The White House meeting with CEOs follows a gathering of labor leaders and liberal groups Tuesday in which participants said Obama remained clear that he would push for his campaign pledge of making the wealthiest Americans pay more in taxes.
"We're prepared to stand up to make sure there is shared sacrifice here, so the rich actually start paying their fair share and the middle class don't get soaked for that," said AFL-CIO President Richard Trumka.
Obama was expected to speak in greater detail on the year-ending lame-duck session of Congress at a White House news conference Wednesday. Failure to act would lead to spending cuts and higher taxes on all Americans, with middle-income families paying an average of about $2,000 more next year, according to the nonpartisan Tax Policy Center.
Sen. Dick Durbin of Illinois, part of the Democratic leadership team, said Wednesday that many "many Republicans believe now is the time to sit down and talk more revenue." Durbin said the number of GOP lawmakers in the Senate willing to work toward accommodation now totals 20.
But Durbin also said "there is a great distance" between Republicans in the House and Senate, "and basically it comes down to the question of whether Speaker (John) Boehner is willing to look for a bipartisan solution."
Durbin told MSNBC he thinks lawmakers should "use this fiscal cliff" to resolve a problem that has plagued Congress for four years.
The president pledged to raise taxes on the rich during his first term but backed off his stance in late 2010 after Republicans seized control of the House in the midterm election.

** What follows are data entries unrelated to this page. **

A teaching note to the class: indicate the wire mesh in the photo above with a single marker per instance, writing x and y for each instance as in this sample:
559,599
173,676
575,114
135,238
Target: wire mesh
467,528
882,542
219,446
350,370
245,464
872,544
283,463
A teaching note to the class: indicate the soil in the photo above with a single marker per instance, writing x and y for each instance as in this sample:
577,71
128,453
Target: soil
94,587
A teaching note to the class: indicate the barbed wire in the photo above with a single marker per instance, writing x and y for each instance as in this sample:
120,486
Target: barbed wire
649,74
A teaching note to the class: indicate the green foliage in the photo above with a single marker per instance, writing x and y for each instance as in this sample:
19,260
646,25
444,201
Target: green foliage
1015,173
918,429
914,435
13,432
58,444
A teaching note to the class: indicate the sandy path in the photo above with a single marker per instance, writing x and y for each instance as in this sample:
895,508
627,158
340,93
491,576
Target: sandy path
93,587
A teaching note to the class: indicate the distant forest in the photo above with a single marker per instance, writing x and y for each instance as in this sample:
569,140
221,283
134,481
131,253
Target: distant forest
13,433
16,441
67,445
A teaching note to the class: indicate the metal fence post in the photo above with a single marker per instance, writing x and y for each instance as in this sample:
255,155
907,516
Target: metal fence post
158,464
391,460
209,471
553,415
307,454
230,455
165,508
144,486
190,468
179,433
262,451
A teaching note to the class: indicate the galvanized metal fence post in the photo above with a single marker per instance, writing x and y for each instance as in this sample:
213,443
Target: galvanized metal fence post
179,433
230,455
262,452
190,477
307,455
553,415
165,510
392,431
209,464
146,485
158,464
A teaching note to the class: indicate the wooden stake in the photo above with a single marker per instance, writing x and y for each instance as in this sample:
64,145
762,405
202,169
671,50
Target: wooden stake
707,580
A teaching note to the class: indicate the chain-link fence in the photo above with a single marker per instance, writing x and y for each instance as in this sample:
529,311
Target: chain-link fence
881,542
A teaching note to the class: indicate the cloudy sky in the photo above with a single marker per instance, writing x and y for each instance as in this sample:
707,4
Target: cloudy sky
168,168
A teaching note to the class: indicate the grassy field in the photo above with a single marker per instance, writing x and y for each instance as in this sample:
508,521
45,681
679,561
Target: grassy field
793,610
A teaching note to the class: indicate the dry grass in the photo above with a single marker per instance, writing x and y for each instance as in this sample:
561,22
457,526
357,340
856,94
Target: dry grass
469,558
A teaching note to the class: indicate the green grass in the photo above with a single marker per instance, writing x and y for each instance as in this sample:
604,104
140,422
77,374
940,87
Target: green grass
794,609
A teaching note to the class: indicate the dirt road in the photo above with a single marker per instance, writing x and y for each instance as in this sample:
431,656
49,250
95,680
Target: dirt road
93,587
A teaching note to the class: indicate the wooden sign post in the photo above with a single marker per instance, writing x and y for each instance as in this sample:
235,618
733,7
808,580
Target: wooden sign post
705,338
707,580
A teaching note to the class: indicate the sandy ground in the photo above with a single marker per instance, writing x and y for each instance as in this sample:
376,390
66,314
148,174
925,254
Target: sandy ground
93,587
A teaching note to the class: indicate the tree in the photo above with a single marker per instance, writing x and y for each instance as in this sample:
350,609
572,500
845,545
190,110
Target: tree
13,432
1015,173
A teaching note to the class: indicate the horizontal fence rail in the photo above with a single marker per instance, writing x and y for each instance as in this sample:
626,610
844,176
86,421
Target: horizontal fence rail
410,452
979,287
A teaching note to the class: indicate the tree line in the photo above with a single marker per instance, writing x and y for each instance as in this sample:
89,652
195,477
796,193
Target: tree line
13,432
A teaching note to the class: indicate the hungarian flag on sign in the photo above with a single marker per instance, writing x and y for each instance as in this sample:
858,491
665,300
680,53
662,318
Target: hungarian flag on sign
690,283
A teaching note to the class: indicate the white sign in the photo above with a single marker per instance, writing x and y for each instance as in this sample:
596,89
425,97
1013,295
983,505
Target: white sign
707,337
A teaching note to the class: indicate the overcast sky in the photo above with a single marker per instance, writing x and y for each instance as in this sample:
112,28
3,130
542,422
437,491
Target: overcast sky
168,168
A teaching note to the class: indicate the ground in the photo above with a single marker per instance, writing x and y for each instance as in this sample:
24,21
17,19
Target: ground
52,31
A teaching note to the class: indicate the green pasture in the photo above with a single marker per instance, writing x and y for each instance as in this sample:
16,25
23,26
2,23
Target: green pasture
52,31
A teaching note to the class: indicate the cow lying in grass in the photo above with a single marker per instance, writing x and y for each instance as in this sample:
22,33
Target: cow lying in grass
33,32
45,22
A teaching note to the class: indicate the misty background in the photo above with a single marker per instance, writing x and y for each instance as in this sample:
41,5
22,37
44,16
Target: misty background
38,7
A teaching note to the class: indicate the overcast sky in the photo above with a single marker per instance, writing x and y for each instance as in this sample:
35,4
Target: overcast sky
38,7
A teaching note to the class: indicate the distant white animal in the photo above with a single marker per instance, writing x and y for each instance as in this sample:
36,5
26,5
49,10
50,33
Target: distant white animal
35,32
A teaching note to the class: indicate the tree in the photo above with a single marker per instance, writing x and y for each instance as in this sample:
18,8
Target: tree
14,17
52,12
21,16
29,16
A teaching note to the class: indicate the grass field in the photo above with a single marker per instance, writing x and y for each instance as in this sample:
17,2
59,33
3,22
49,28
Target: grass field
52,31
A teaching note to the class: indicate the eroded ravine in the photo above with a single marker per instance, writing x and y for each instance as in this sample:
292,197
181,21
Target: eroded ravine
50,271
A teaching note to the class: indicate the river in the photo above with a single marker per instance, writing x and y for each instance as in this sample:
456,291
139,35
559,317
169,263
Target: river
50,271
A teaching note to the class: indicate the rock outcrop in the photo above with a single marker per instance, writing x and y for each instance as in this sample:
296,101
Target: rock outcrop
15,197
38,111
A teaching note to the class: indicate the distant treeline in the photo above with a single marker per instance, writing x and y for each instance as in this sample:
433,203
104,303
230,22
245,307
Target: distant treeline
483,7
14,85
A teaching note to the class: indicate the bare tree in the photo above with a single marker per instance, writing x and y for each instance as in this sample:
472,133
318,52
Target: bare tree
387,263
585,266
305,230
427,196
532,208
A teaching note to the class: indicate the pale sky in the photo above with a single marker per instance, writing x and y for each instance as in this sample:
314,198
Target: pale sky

During his meeting with labor leaders, Obama said he was not going to bend on letting tax cuts expire for top wage earners, according to a participant in the meeting who spoke on the condition of anonymity to discuss the private session. The president said the tax issue was clear during the election and said he had extended those enacted during the George W. Bush administration once and would not do so again, the participant said.
The CEOs have urged Congress to extend the Bush-era tax cuts until a tax overhaul can be reached and prevent the spending cuts from taking place. The executives say the uncertainty over the fiscal cliff is hurting the nation's business climate and preventing hiring.
Obama will meet with several CEOs, including the heads of Aetna, Honeywell, Wal-Mart, Procter & Gamble and Ford.
The participants include members of the Campaign to Fix the Debt, a group founded by Alan Simpson and Erskine Bowles that has pushed for a long-term plan to fix the nation's debt and deficits.
Simpson, a former Wyoming senator, and Bowles, a former White House chief of staff, served as co-chairs of Obama's bipartisan National Commission on Fiscal Responsibility and Reform, which proposed $3 in spending cuts for every $1 in additional revenues.
Among the CEOs attending the meeting are General Electric CEO Jeff Immelt, who chairs Obama's jobs council, and American Express CEO Kenneth Chenault and Xerox CEO Ursula Burns, who are members of the council.